Proceedings got off to a slow start after Singh and his team were an hour and a half late, compelling Deputy Chief Justice Raymond Zondo to adjourn the proceedings to accommodate the delays.
An irate Judge Zondo described the unfolding of events as unacceptable.
Once on the stand, Singh, who brought an eight-page affidavit with “voluminous” annexures to supplement his testimony, said he had no personal knowledge of whether the strict conditions set out by the company were followed when payments were made to its subcontracted company, Trillian.
McKinsey and Trillian have been implicated in allegations of state capture after securing multimillion-rand contracts with Eskom under Singh’s tenure.
The inquiry previously heard that Trillian was paid R30.6 million in April 2016 for the work it did on Eskom’s corporate plan, even though the contract was only signed the following month.
At that time, Singh maintained that he was not aware if the contract was signed after payment was made.
There are also allegations that no work was done on the power utility’s corporate plan despite millions of rand paid to McKinsey and Trillian.
During his testimony, Singh referred to a letter from McKinsey addressed to Krish Govender at Eskom in September 2015, referring to a professional services contract and provision of consulting services between Eskom and McKinsey.
In the letter, McKinsey states that it had subcontracted Trillian and sets out conditions as to how payment should be made by Eskom.
The letter further states that Trillian could invoice Eskom directly on condition that McKinsey issues a written confirmation of services performed by Trillian and that the “correctness of the amount to be invoiced” is checked by McKinsey.
When questioned whether or not these conditions were followed before payment was made, Singh agreed that he had no personal knowledge as to whether or not these conditions were complied with.
Following his last appearance at the commission, Singh’s advocate, Anneline van den Heever, said they had prepared the affidavit as they believed it was in the best interests of the commission that they provide clarity on some issues raised previously.
In his previous appearance at the commission, the Master Services Agreement (MSA) between McKinsey and Eskom in 2016 was in question.
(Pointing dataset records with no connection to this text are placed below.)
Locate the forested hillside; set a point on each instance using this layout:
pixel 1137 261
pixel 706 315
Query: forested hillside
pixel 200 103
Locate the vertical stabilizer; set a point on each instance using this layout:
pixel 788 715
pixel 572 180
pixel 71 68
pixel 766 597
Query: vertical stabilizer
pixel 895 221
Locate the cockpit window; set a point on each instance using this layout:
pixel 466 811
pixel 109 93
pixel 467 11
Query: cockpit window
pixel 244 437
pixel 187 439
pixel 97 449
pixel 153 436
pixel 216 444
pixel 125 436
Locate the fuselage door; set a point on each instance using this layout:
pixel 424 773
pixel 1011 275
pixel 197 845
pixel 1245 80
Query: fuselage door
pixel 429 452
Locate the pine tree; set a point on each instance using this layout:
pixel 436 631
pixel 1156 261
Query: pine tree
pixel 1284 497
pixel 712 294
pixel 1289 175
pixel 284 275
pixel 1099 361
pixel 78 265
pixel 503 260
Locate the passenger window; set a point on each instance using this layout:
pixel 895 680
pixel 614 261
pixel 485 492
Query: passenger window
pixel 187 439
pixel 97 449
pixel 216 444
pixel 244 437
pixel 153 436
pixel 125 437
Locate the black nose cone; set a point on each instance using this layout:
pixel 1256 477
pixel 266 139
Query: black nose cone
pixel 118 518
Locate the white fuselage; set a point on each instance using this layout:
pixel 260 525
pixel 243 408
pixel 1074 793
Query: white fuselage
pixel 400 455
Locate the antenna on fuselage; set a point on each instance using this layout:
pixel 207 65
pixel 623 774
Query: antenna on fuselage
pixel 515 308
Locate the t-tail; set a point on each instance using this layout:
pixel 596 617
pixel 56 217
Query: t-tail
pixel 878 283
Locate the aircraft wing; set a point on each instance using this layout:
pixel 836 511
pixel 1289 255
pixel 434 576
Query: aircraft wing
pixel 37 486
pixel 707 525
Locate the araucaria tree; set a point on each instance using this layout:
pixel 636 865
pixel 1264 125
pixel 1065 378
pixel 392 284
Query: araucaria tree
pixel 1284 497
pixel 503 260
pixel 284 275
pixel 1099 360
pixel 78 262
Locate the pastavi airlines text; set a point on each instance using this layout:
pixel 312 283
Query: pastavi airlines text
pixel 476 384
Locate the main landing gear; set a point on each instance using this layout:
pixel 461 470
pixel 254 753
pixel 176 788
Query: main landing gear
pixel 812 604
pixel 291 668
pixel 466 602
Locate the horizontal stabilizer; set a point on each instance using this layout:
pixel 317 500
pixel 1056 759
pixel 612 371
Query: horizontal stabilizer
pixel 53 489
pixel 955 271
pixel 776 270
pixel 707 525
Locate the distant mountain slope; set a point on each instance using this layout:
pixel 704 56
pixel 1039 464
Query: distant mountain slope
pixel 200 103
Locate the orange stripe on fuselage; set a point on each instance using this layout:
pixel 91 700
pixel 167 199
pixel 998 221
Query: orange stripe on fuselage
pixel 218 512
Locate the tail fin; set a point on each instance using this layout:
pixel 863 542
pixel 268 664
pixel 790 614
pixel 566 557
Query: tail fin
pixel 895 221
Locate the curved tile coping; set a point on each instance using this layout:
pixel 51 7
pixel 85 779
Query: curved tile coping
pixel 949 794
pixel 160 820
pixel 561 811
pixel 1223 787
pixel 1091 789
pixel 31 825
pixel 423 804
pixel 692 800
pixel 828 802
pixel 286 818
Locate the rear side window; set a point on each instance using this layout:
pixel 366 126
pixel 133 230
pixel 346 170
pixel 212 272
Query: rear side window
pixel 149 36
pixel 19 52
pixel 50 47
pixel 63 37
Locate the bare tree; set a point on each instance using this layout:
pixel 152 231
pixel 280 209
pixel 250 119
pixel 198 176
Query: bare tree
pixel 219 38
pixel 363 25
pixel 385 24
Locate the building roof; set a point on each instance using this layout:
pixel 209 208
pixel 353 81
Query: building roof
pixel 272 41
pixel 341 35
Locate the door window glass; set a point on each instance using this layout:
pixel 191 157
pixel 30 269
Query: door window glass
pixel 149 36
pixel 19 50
There had also been a 2015 contract that was terminated by agreement, leading to huge early cancellation costs by Eskom, which paid in excess of R1.7m to both McKinsey and Trillian.
At that time, Singh told the Commission that the question needed to be posed to the finance or procurement team to answer as to how and why payment was processed in the manner it was, but Judge Zondo pointed out that Singh was in charge of the finance team.
Singh explained that, in terms of delegation of authority, there was a requirement for certain authority levels to approve contracts. Once they were approved, the payment process did not “require that it came back to me”.
Singh is accused of overseeing massive questionable transactions made in favour of Gupta-linked companies while chief financial officer at first Transnet and then Eskom.
Under Singh’s watch, Eskom made payments totalling about R600m to Trillian. These payments were based on Trillian’s claim that it was a subcontractor for McKinsey, as there was no contract entitling Trillian to any payment from Eskom.
In August last year, three years after lobby group Organisation Undoing Tax Abuse (Outa) laid a complaint, the South African Institute of Chartered Accountants (SAICA) found Singh guilty of 12 charges relating to his time as CFO at both Transnet and Eskom.
SAICA found that Singh was grossly negligent, dishonest, showed a “clear lack of accountability” and committed serious breaches of the SAICA code of conduct while in important positions at Transnet and Eskom, resulting in them suffering “substantial financial prejudice”.
Singh was suspended from Eskom in late 2017, pending a disciplinary process, and resigned in January the following year, with immediate effect.